I felt his grip loosen. Was there any possibility of escape?

“Aravelo—they didn’t reopen the investigation into him,” I said. “You made that up, Danny.”

I felt him cuff my leg to the table.

“That’s right. I needed to create some trust between us.”

“Yeah, okay, you needed information. I get it. A little misdirection is one thing,” I said. “But
this
isn’t you.”

Danny let go of my right leg. I yanked at it and got two inches off the table before the metal bit into me.

“This is useless. Have at him,” Danny said.

“What could she possibly be thinking?” Velarde said, as Whitney Houston was hitting the big key change in the final chorus. “How could she marry a jackass like Bobby Brown?”

I tried one more appeal to Danny.

“You’re a compassionate man, Sergeant. All that stuff about your father. Was this the son he raised?”

He’d talked at length about his relationship to his ailing dad. A torturer didn’t do that, did he?

“It’ll make him feel better to get the money for his new liver,” he said, then added quietly, “I’ve made up my mind.”

“Enough,” Velarde said. “I’m giving you one more chance. We’ll put you to sleep, just like the waitress.”

“Erin?”

“I did you a favor with her,” Velarde said offhandedly. “They found some nasty shit at her apartment.”

“What are you talking about? It was planted, right?”

“You’re still way behind the eight ball, buddy boy.”

“What the hell are you talking about!?”

I started struggling again, now maniacally. Velarde let out a rodeo whoop. I realized he must still be screwing with my head about Erin, just before the pain began to set in. He put his thumb onto the needle. I took a flyer.

“Wait. Is this more fun than killing lab rats?”

“Quiet down, Sherlock.”


You
burned down the lab. You destroyed the evidence of that . . . freaky neurology experiment,” I said, fishing. “You killed those poor animals and torched the place. You are a crazy . . . fuck.”

If any part of me still doubted how dire my straits were, the denial was quickly disappearing.

“Interesting theory,” he said.

I felt the needle start to sink into my skin.

“You’re right about one thing. I’m a crazy fuck. Now, where is the laptop?”

I gripped the sides of the legs of the table, bracing for pain.

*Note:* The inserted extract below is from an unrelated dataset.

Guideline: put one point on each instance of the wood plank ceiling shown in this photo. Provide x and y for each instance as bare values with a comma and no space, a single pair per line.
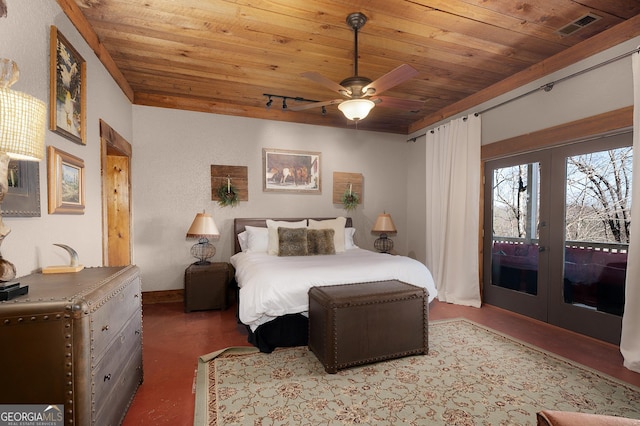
222,56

I found my mind wandering—to the hero algorithm. I calculated. Was there any way to save myself, or should I go down in a hail of false bravado?

I could tell them I’d given the laptop to Bullseye. They’d probably then hunt him down, and bounce anvils off his head until he confessed to the computer’s whereabouts. As a bonus, I figured once they got what they needed out of him and me, they’d bleed us both.

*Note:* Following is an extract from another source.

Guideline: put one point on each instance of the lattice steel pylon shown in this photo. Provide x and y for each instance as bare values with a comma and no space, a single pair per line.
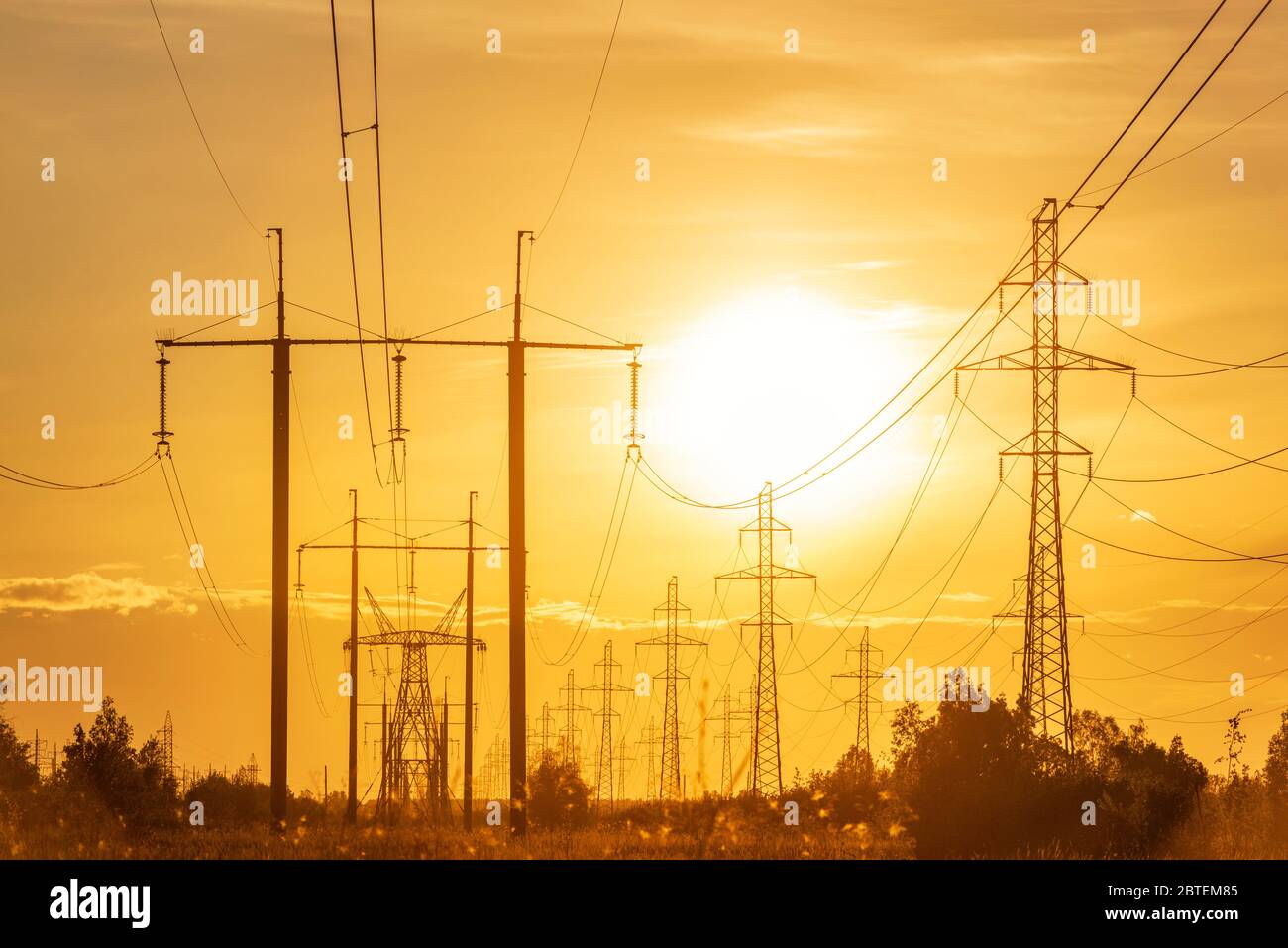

Alternatively, I could play tough, or mute. I could spare Bullseye and probably Samantha. Besides, how many chances do you get to be a hero?

From the radio, the sultry voice of Norah Jones filled the room. Just as Danny joined the act. I felt him press gently on a needle stuck into the fleshy part of my calf.

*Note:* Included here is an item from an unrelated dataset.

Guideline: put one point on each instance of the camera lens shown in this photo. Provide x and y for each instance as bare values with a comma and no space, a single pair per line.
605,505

“Danny, there are half a dozen people who know I’ve been talking to you,” I said. “You’ll be the first place they look.”

Velarde tightened his grip on my neck. I fought for air.

“Idle threats.” Danny sounded tired and resigned.

“Please.”

“Last chance, Vance.”

It was hopeless.

I said, “I can’t.” As much bravery as I could muster.

I felt the pressure lessen on my neck. Velarde leaned in close. “I warned you.”

I gripped the sides of the table in preparation. I was not disappointed. Velarde found his leverage on the needle poked into my neck. Then, finally, it came. Full force. He shoved down like he was digging for China. I wondered if he’d found my spinal column, in an odd moment of intellectual curiosity. And a surreal, unspoken plea: Why couldn’t I be killed to Springsteen?

Then white-hot agony. Just before I passed out, Velarde removed the needle. The relief was instant. Consuming.

“I’m just getting a better grip,” Velarde said. “Here comes the fat lady.”

I let my mind flow free. I indeed imagined a lady. A beautiful, dark-skinned angel. Annie. I reached to her, looked into her eyes, and searched them for an answer.

When I felt the needle enter my body, I opened my throat and let out a wild cry. Nothing came out. Nothing was left.

In the far distance, I heard a click, clack, click of an ethereal Peace Train. Underneath its wail, a voice, “I’ll finish him,” and the sound of a metallic click. The last thing I heard was a series of pops. Commotion. Then blackness.